Be assured that you can speak to your caregivers in confidence. If you
would rather not talk about your problem with your nurse, you may meet
with the supervisor or manager on your unit for a confidential discussion
of your concern. Please be assured that the presentation of a complaint
or concern will not compromise your treatment. Our goal is to provide
healthcare that is supportive of patient and family wishes, recognizing
that situations and decision-making can, at times, cause conflicts in
the course of healthcare delivery.
Medical Social Work
Our Medical Social Services Department is a part of the total healthcare
team that is working to assure that the support and compassionate care
our patients and families need during hospitalization is there. We can
assist you and your family in dealing with emotional, social and/or economic
stresses which may occur as a result of illness and hospitalization. We
are also specialists in identifying the many community, state and federal
resources that may be of help to you in the weeks ahead. If you need help
in sorting out your needs, ask your nurse to contact a social worker for you.
You have the right to be informed about any procedures, tests, or operations
to be performed on you. It is expected that the physician will talk with
you about the benefits of your treatments and will explain the risks,
complications including unanticipated outcomes that could happen, as well
as other treatments that could help you.
Pain management is an important part of your care. You have the right to
expect that pain will be identified, addressed, and treated. Good pain
control allows you to feel more rested, more in control and speeds up
your recovery. We, here at
La Palma Intercommunity Hospital, feel responsible to listen to your concerns about pain. Even though it
is not always possible to provide you with complete pain relief, controlling
your pain will help you to be more comfortable. This will allow you to
move easier after your surgery or procedure, help prevent complications,
and can even shorten your hospital stay. We will help you make reasonable
and desirable pain relief goals. One of the most important things you
can do is tell us about your pain. Sometimes people assume we can tell
they are having pain, but this is not always true. Only you know when
you are in pain, how bad it is, and what it feels like. When you describe
the intensity, type, location, and duration of your pain, you help us
to do a better job of caring for you. Your healthcare providers will listen
to the way you describe your pain and how you think it will be relieved
to help them decide what medicine or other pain relief measures to use.
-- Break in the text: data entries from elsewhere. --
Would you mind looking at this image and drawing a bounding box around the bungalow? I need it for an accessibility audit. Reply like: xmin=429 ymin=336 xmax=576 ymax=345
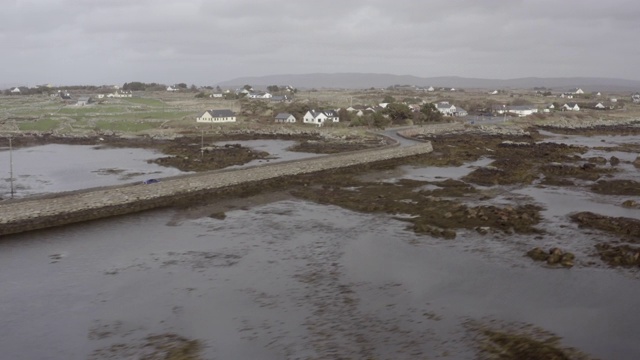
xmin=76 ymin=96 xmax=93 ymax=106
xmin=436 ymin=101 xmax=457 ymax=116
xmin=456 ymin=107 xmax=469 ymax=116
xmin=506 ymin=105 xmax=538 ymax=117
xmin=276 ymin=113 xmax=296 ymax=123
xmin=196 ymin=109 xmax=236 ymax=123
xmin=107 ymin=90 xmax=133 ymax=98
xmin=270 ymin=95 xmax=291 ymax=102
xmin=302 ymin=110 xmax=340 ymax=126
xmin=247 ymin=93 xmax=273 ymax=99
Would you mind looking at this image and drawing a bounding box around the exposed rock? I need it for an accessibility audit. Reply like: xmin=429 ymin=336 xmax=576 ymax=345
xmin=527 ymin=247 xmax=575 ymax=268
xmin=571 ymin=211 xmax=640 ymax=243
xmin=596 ymin=243 xmax=640 ymax=267
xmin=609 ymin=156 xmax=620 ymax=166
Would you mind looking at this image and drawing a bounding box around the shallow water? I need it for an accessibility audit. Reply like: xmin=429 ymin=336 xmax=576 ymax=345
xmin=0 ymin=200 xmax=640 ymax=359
xmin=0 ymin=140 xmax=321 ymax=198
xmin=0 ymin=144 xmax=184 ymax=198
xmin=215 ymin=140 xmax=324 ymax=169
xmin=0 ymin=134 xmax=640 ymax=360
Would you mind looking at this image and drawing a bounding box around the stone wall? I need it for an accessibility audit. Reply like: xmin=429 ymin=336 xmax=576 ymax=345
xmin=0 ymin=142 xmax=433 ymax=235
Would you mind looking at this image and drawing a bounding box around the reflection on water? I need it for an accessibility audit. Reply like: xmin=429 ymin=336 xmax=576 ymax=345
xmin=0 ymin=133 xmax=640 ymax=359
xmin=215 ymin=140 xmax=323 ymax=169
xmin=0 ymin=201 xmax=640 ymax=359
xmin=0 ymin=144 xmax=188 ymax=197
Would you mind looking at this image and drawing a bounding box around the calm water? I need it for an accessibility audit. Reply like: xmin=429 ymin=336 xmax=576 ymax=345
xmin=0 ymin=140 xmax=319 ymax=198
xmin=0 ymin=134 xmax=640 ymax=359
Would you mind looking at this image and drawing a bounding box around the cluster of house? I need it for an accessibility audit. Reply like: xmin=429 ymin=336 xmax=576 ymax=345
xmin=492 ymin=100 xmax=620 ymax=117
xmin=196 ymin=109 xmax=340 ymax=126
xmin=98 ymin=90 xmax=133 ymax=99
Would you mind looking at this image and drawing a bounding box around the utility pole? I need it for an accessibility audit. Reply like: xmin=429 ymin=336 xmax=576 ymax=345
xmin=200 ymin=130 xmax=204 ymax=160
xmin=9 ymin=137 xmax=14 ymax=199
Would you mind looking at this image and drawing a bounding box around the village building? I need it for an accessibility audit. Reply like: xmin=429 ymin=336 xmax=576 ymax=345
xmin=436 ymin=101 xmax=457 ymax=116
xmin=76 ymin=96 xmax=93 ymax=106
xmin=561 ymin=103 xmax=580 ymax=111
xmin=302 ymin=110 xmax=340 ymax=126
xmin=275 ymin=113 xmax=296 ymax=123
xmin=196 ymin=109 xmax=236 ymax=123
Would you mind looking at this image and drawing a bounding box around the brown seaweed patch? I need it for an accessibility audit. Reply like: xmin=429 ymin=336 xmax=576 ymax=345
xmin=571 ymin=211 xmax=640 ymax=243
xmin=89 ymin=333 xmax=203 ymax=360
xmin=527 ymin=247 xmax=575 ymax=268
xmin=466 ymin=322 xmax=593 ymax=360
xmin=595 ymin=243 xmax=640 ymax=267
xmin=591 ymin=180 xmax=640 ymax=196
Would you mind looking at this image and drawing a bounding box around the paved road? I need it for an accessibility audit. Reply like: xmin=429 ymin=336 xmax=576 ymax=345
xmin=0 ymin=142 xmax=433 ymax=235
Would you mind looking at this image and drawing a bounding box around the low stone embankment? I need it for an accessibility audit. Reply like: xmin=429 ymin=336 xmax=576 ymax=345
xmin=0 ymin=142 xmax=433 ymax=235
xmin=398 ymin=122 xmax=529 ymax=138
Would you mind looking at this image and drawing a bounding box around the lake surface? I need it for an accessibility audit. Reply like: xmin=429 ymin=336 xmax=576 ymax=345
xmin=0 ymin=133 xmax=640 ymax=360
The records of your hospital stay are kept in the hospital Medical Records
Department. You have been issued a unique medical record number and all
of your records will be compiled under that record number. If you have
a need for a copy of your pertinent medical records for personal use,
we will be happy to copy them for you for a nominal charge. We can also
provide a copy for your physician for continued medical care at no charge.
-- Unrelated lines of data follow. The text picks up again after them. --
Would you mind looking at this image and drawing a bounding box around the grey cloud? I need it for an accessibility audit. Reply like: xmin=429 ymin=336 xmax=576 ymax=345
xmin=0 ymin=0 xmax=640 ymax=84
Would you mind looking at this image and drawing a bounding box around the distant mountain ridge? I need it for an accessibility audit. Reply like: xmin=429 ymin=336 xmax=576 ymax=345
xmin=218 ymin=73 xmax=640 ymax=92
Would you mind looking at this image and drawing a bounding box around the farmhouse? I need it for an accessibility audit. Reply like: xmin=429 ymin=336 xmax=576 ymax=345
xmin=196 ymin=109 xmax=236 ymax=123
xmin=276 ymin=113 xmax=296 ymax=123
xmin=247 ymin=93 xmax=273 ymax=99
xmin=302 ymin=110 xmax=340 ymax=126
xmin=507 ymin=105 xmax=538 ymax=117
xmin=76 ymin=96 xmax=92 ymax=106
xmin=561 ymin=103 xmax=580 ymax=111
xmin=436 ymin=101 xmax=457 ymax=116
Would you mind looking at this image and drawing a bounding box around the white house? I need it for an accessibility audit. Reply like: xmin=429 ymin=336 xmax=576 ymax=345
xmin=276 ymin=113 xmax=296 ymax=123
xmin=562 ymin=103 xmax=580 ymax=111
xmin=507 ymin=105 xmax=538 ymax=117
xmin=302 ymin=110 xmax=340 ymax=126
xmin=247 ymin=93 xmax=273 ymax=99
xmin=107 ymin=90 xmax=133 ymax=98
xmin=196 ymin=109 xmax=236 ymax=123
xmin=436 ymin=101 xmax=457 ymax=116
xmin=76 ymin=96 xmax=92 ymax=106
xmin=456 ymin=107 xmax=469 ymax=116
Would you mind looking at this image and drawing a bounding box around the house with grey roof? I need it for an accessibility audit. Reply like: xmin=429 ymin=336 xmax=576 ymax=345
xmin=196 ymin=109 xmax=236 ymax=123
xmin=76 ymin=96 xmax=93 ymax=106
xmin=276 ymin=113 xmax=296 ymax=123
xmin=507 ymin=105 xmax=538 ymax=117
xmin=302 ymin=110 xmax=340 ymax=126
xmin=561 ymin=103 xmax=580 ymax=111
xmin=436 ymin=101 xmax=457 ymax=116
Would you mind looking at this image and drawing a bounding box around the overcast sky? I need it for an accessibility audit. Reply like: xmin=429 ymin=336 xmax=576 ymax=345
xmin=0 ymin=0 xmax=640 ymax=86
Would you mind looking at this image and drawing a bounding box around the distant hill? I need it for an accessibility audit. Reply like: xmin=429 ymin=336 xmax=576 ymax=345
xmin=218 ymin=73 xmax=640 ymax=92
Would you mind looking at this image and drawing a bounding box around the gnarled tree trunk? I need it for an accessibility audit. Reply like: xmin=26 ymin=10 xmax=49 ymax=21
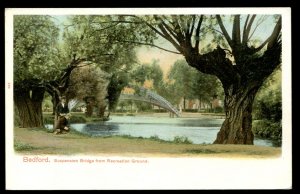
xmin=214 ymin=83 xmax=258 ymax=145
xmin=14 ymin=86 xmax=45 ymax=128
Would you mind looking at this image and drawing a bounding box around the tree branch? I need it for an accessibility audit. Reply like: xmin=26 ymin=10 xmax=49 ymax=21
xmin=117 ymin=40 xmax=181 ymax=54
xmin=242 ymin=14 xmax=250 ymax=44
xmin=232 ymin=15 xmax=241 ymax=45
xmin=216 ymin=15 xmax=232 ymax=46
xmin=195 ymin=15 xmax=203 ymax=53
xmin=268 ymin=16 xmax=282 ymax=49
xmin=244 ymin=15 xmax=256 ymax=44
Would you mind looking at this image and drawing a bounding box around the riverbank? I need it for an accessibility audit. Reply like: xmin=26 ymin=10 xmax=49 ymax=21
xmin=111 ymin=112 xmax=225 ymax=119
xmin=14 ymin=128 xmax=281 ymax=158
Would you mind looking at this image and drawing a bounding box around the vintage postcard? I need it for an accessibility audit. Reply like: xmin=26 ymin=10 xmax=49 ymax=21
xmin=5 ymin=8 xmax=292 ymax=190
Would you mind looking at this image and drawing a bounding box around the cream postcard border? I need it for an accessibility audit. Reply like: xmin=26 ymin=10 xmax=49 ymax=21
xmin=5 ymin=8 xmax=292 ymax=190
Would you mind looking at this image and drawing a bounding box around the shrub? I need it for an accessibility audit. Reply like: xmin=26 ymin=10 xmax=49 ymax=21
xmin=252 ymin=119 xmax=282 ymax=146
xmin=173 ymin=136 xmax=193 ymax=144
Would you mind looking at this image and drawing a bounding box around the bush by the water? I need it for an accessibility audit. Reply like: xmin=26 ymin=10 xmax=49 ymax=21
xmin=252 ymin=119 xmax=282 ymax=144
xmin=44 ymin=115 xmax=87 ymax=124
xmin=173 ymin=136 xmax=193 ymax=144
xmin=252 ymin=69 xmax=282 ymax=144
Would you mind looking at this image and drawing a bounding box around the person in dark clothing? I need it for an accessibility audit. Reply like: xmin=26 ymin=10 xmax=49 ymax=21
xmin=54 ymin=96 xmax=69 ymax=134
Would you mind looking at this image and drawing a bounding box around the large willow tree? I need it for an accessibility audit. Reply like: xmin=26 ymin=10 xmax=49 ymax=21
xmin=130 ymin=15 xmax=282 ymax=144
xmin=13 ymin=15 xmax=61 ymax=127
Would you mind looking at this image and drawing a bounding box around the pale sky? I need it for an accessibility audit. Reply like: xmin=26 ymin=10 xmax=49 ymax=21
xmin=54 ymin=15 xmax=275 ymax=76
We are open to the public from 8:00 a.m. to 5:00 p.m., Monday through
Friday. We are closed evenings, weekends and holidays.
To provide a healthful and comfortable environment for all patients and
visitors, La Palma Intercommunity Hospital maintains a smoke-free environment.
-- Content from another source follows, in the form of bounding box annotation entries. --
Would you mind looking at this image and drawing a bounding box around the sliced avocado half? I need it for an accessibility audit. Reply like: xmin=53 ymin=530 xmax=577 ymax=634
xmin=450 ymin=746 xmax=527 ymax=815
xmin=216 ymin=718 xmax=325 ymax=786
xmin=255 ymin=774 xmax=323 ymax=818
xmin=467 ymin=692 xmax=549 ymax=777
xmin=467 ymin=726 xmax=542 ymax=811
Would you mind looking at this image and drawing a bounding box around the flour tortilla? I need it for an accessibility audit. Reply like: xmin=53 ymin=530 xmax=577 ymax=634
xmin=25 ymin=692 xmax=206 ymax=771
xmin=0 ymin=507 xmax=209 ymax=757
Patients and visitors are not allowed to smoke anywhere in the hospital,
including the cafeteria, restrooms or lounges. Smoking is also prohibited
on the grounds, except where designated by signage, for patients only.
Patient and Family Education
We believe that patient education is one of the most important ways every
patient can help their own recovery. Knowing what is wrong with you and
what treatments are available, allow you to help make the decisions about
the care that you want. We know that everyone has his or her own ways
of learning. We want to help you learn about your condition in the easiest
way possible. You will be asked questions about how you learn best if
you have any religious or cultural beliefs that will affect our teaching.
The types of topics we want to cover include how to be safe, nutrition,
how to safely take your medicines, how to use any equipment you need and
any questions you have about your diagnosis
Language Interpretation Policy
Because we provide healthcare services to people with culturally and physically
diverse backgrounds, we provide a variety of options for interpretation
services, including through the Cyracom Blue Phone system. There is no
charge for these services.
Read our Language Interpreter Services Policy here.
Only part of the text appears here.